Стереотип, заключенный в словах «прогресс» и «совершенство», изначально сложился благодаря техническим изобретениям. Таковым он остался, в целом, по сей день. В Америке (более чем в любой другой стране) технический прогресс произвел такое глубокое впечатление, что изменились морально-нравственные нормы. Американец вытерпит практически любое оскорбление, кроме обвинения в том, что он не прогрессивен. Неважно, выходец он из древнего коренного народа, или иммигрант в первом поколении, колоссальный рост американской цивилизации всегда привлекал его внимание. Это формирует фундаментальный стереотип, сквозь который он смотрит на мир: деревенька станет мегаполисом, скромное здание – небоскребом, маленькое станет большим, медленное будет быстрым, бедные станут богатыми, малое количество превратится в большое… что бы ни было сейчас, оно станет еще лучше.

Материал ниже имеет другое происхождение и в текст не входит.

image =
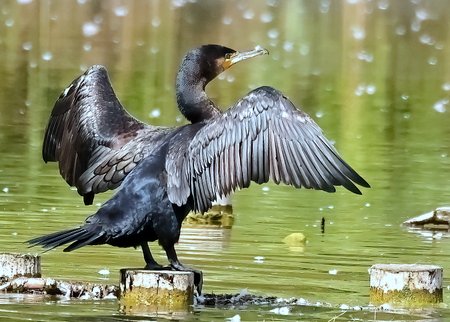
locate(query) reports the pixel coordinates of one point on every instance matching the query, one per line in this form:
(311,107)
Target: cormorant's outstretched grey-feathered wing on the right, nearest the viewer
(262,137)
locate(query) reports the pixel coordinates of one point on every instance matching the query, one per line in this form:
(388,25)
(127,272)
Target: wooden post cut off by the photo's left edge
(15,265)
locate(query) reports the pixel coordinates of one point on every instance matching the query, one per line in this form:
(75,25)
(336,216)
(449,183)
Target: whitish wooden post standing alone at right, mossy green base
(405,284)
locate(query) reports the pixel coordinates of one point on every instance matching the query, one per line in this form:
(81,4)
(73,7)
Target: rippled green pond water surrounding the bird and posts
(375,75)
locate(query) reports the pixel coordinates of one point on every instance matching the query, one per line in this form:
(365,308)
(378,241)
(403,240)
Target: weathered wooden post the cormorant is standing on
(156,291)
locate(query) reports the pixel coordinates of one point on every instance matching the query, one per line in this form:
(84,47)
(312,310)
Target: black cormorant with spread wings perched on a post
(166,172)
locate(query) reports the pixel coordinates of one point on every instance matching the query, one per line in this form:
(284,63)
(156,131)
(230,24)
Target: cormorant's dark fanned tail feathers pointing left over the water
(78,237)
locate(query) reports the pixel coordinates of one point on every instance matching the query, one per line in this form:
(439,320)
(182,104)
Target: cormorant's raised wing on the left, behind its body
(96,142)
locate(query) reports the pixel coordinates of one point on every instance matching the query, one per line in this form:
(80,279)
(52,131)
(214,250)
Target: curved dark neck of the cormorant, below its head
(192,99)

Конечно, не каждый американец видит мир в таком ракурсе. Генри Адамс[68] видел мир иначе, и Уильям Аллен Уайт[69] тоже. Зато таким его видят люди, которые в посвященных религии успеха журналах фигурируют как Творцы Америки. Именно этот мир они имеют в виду, когда проповедуют эволюцию, прогресс, процветание, конструктивность, американский образ действий. Можно, конечно, смеяться, но на самом деле они используют очень значимую модель человеческой деятельности. Начнем с того, что она заимствует объективный критерий, во-вторых, она заимствует приземленный критерий, и в-третьих, приучает людей мыслить количественно. Конечно, ее идеал путает совершенство с размером, счастье со скоростью, а человеческую природу с хитроумным приспособлением. Однако движут людьми те же мотивы, которые когда-либо приводили (или еще приведут) в действие любой моральный кодекс. Стремление заполучить что-то самое большое, самое быстрое, самое высокое или, если вы изготовитель наручных часов или микроскопов, сделать что-то самое маленькое, одним словом, любовь к самому-самому и «не имеющему равных», в принципе и в перспективе – благородная страсть.
Американская версия прогресса вписалась и в экономическую ситуацию, и в картину человеческой природы, учитывая многофакторность и того, и другого. И направила необыкновенную степень драчливости, жажды наживы и власти в лоно продуктивной работы. Кроме того, до, быть может, последних лет, американский прогресс не подрывал инициативы активных членов сообщества. Они создали цивилизацию, которая дарит своим создателям более чем достаточное, на их взгляд, удовлетворение в работе, браке и игре. А дикое стремление одержать победу над горами, дикой природой, расстоянием и человеческой конкуренцией даже сделало некий вклад в развитие религиозного чувства, связанного с ощущением единства со вселенной и понимания цели мироздания. Модель оказалась столь успешной с точки зрения целого ряда идеалов, практического ее применения и результатов, что любые посягательства на нее расцениваются как антиамериканизм.
И все равно, эта модель описывает наш мир лишь отчасти и весьма нерациональным способом. Привычка думать о прогрессе как о «развитии» привела к тому, что многие аспекты окружающей среды просто не замечали. Имея перед глазами стереотипное понимание «прогресса», американцы в массе своей воспринимали лишь то, что соответствовало этому прогрессу. Они замечали, как растут города, но не видели, как расползаются трущобы. Они радостно приветствовали данные переписи, но не желали задумываться о перенаселенности. Они гордо подчеркивали, как идет развитие, но не замечали, что люди уезжают в города, покидая свою землю, не видели проблем ассимиляции у мигрантов. Они неистово расширяли производство, безрассудно нанося ущерб природным ресурсам. Они создавали гигантские корпорации, не налаживая производственных отношений. Они превратились в одну из самых могущественных стран на земле, не подготовив ни свои институты, ни свой разум к выходу на мировую арену. Они ввязались в Мировую войну, будучи морально и физически не готовыми, а потом вышли из нее с разбитыми иллюзиями и без нужных выводов.